Dubbed BEARS, for Berkeley Experiments with Accelerated Radioactive Species, the transport system was in operation just three years later, enabling the 88-Inch Cyclotron to produce a world record beam of radioactive carbon-11. That isotope’s 20-minute half-life was easily long enough, once it was created, to mix it with oxygen to make carbon dioxide and send the gas through the pipeline to the 88-Inch, where it was trapped and fed into an ion source at the cyclotron.
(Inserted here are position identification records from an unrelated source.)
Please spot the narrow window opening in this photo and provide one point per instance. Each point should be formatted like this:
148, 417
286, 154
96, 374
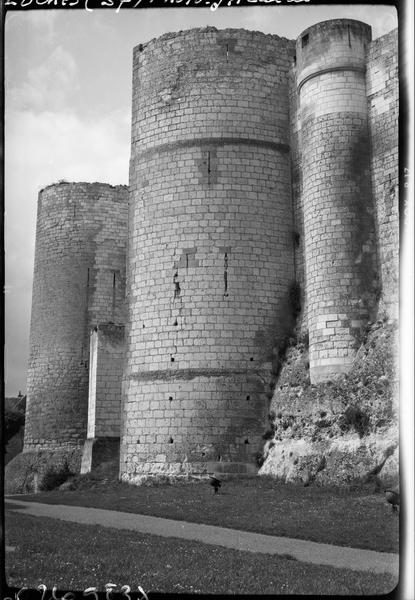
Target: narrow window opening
225, 275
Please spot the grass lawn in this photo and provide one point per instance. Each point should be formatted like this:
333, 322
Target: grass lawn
75, 557
357, 518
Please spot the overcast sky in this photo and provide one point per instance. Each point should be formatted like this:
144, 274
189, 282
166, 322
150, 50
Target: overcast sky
67, 113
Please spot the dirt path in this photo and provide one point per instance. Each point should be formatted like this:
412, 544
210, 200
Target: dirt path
311, 552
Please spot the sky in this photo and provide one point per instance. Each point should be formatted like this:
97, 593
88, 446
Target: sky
67, 113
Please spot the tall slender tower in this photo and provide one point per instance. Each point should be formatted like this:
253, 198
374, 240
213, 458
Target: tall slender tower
210, 258
340, 251
79, 281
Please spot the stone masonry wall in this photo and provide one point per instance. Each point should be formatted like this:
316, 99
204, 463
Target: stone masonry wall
106, 365
382, 85
79, 280
340, 249
210, 248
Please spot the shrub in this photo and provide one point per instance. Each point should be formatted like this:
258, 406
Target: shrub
54, 477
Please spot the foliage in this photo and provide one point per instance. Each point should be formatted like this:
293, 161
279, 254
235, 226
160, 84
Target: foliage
322, 514
353, 416
13, 421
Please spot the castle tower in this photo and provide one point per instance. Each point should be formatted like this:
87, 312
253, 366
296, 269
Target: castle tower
210, 258
341, 284
79, 281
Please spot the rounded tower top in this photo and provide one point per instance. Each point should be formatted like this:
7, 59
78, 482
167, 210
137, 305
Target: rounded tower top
332, 45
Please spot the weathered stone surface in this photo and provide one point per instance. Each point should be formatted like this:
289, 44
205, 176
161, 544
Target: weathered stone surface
339, 431
26, 472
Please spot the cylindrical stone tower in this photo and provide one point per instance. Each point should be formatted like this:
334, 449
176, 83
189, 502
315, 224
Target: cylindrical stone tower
79, 281
210, 258
341, 283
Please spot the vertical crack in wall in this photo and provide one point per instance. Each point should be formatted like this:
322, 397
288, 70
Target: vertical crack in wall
114, 294
177, 288
225, 250
208, 166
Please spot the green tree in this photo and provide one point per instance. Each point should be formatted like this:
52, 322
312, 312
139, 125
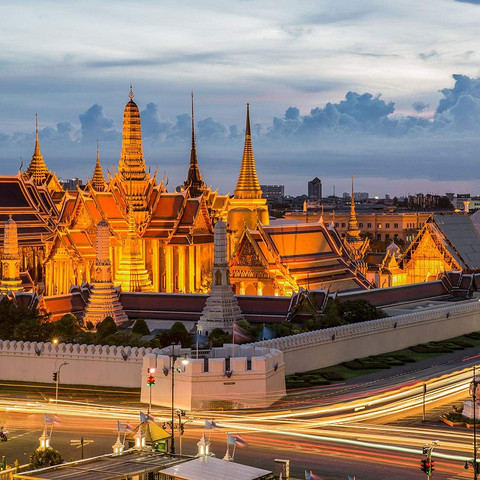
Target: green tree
67, 329
354, 311
140, 327
177, 334
18, 322
106, 327
218, 337
44, 458
332, 314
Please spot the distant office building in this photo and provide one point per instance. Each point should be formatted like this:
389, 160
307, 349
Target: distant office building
315, 189
273, 193
71, 183
359, 196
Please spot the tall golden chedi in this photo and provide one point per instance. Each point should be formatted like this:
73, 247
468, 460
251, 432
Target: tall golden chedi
247, 208
103, 301
132, 276
11, 259
194, 183
132, 164
37, 170
357, 244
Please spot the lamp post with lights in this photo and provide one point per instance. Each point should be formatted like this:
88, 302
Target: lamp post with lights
173, 359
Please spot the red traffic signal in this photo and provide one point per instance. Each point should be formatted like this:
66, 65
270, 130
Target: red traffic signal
427, 466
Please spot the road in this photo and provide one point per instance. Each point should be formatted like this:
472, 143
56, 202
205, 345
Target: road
358, 430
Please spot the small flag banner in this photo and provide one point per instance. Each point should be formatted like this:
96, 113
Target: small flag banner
51, 419
236, 440
124, 427
145, 417
210, 423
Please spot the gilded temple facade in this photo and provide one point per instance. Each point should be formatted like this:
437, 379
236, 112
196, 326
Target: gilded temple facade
162, 241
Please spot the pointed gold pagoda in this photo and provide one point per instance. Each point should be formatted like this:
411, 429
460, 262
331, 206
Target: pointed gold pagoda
247, 185
132, 164
247, 208
98, 180
11, 259
132, 276
37, 170
103, 301
194, 182
352, 237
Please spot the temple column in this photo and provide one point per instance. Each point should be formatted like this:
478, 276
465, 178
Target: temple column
191, 269
198, 267
181, 269
155, 266
169, 269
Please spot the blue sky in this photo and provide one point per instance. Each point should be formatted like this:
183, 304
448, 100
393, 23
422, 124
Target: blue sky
388, 91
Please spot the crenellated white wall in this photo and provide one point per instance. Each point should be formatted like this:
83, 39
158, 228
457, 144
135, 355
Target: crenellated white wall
195, 388
331, 346
87, 364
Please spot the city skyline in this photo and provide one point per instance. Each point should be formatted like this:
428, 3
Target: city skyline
335, 89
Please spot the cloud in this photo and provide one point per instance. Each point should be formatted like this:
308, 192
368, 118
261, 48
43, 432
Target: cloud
152, 124
427, 55
419, 107
95, 124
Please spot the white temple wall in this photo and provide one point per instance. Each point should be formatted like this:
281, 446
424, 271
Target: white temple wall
195, 388
332, 346
87, 364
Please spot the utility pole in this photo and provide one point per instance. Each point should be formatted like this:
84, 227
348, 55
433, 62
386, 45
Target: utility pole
57, 378
428, 464
424, 393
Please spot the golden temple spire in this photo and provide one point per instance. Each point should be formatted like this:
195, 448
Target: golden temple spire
132, 164
194, 180
37, 170
353, 232
247, 185
98, 180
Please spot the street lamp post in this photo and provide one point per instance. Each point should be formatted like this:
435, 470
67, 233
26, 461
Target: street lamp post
173, 359
58, 381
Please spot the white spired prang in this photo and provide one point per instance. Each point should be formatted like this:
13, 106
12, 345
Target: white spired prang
103, 301
221, 308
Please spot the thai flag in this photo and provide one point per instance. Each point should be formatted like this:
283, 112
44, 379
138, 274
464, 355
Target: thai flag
146, 417
239, 441
240, 335
210, 423
124, 427
51, 419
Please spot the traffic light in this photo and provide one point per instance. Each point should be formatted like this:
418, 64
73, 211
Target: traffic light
427, 466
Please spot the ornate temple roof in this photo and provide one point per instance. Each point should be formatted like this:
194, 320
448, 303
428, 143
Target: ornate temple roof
31, 207
455, 236
307, 255
247, 185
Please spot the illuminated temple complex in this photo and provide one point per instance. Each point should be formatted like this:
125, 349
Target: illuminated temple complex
161, 241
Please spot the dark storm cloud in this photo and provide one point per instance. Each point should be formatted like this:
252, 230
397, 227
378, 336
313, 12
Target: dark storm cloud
152, 124
427, 55
419, 107
95, 124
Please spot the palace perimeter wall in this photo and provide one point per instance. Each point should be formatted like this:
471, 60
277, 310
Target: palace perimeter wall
122, 366
323, 348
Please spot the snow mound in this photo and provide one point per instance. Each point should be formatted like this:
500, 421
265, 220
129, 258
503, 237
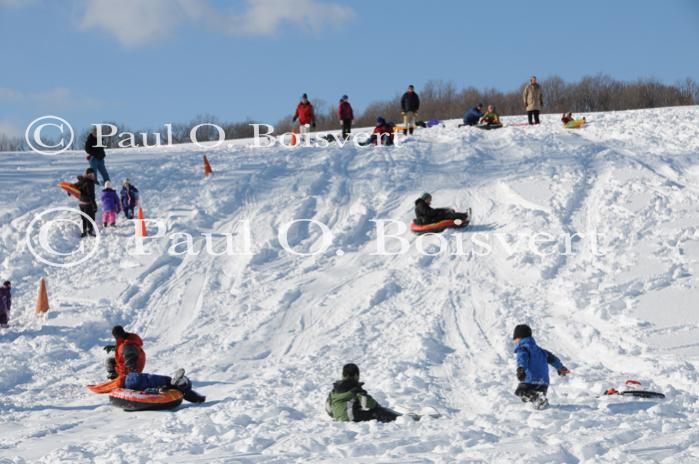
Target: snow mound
263, 335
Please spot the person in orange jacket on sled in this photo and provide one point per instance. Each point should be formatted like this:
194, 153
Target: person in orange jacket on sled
128, 354
425, 214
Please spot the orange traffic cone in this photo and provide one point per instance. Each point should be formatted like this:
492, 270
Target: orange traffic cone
207, 167
141, 230
42, 302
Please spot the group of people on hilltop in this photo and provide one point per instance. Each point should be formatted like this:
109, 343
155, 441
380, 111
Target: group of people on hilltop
383, 130
532, 97
111, 203
129, 360
348, 401
533, 100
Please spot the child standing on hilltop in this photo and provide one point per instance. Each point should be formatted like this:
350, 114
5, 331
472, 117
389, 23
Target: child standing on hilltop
110, 205
5, 304
129, 198
532, 367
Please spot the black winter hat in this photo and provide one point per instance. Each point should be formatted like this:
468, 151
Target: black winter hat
522, 331
118, 332
350, 371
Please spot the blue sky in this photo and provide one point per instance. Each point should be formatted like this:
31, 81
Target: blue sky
149, 62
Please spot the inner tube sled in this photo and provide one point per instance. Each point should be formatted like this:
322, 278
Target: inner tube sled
134, 400
439, 226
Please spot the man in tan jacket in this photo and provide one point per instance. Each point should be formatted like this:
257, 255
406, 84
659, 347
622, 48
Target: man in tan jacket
533, 98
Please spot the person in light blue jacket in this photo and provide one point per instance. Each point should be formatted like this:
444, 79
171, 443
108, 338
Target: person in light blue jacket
533, 366
473, 115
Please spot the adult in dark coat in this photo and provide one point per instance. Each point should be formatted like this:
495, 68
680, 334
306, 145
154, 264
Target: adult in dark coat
96, 155
88, 205
409, 105
5, 303
425, 214
346, 115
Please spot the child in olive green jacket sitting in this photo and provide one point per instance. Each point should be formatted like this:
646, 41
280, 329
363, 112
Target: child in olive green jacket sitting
349, 402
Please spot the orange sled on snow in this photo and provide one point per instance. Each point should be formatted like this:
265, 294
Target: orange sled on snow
133, 400
441, 225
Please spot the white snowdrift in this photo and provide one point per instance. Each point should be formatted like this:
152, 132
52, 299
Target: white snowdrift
264, 336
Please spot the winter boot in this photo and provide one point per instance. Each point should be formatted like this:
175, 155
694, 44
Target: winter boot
178, 378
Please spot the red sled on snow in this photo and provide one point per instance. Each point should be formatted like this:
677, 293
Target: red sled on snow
134, 400
633, 389
441, 226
Cerny’s research, teaching and service work for DOE, NSF and the UC system are continuing from his base in Berkeley, where he and his family are longtime residents. It’s not unlikely that Cerny will be seen around the 88-Inch, a mainstay of his work since his Berkeley beginnings, for many days to come.
Cerny was married to the late Susan Cerny. He is the father of two sons: Keith, who is the general director of the Dallas (Texas) Opera Company, and Mark, a senior video game consultant with Sony Entertainment.
Cerny’s favorite leisure activities include hiking and worldwide travel.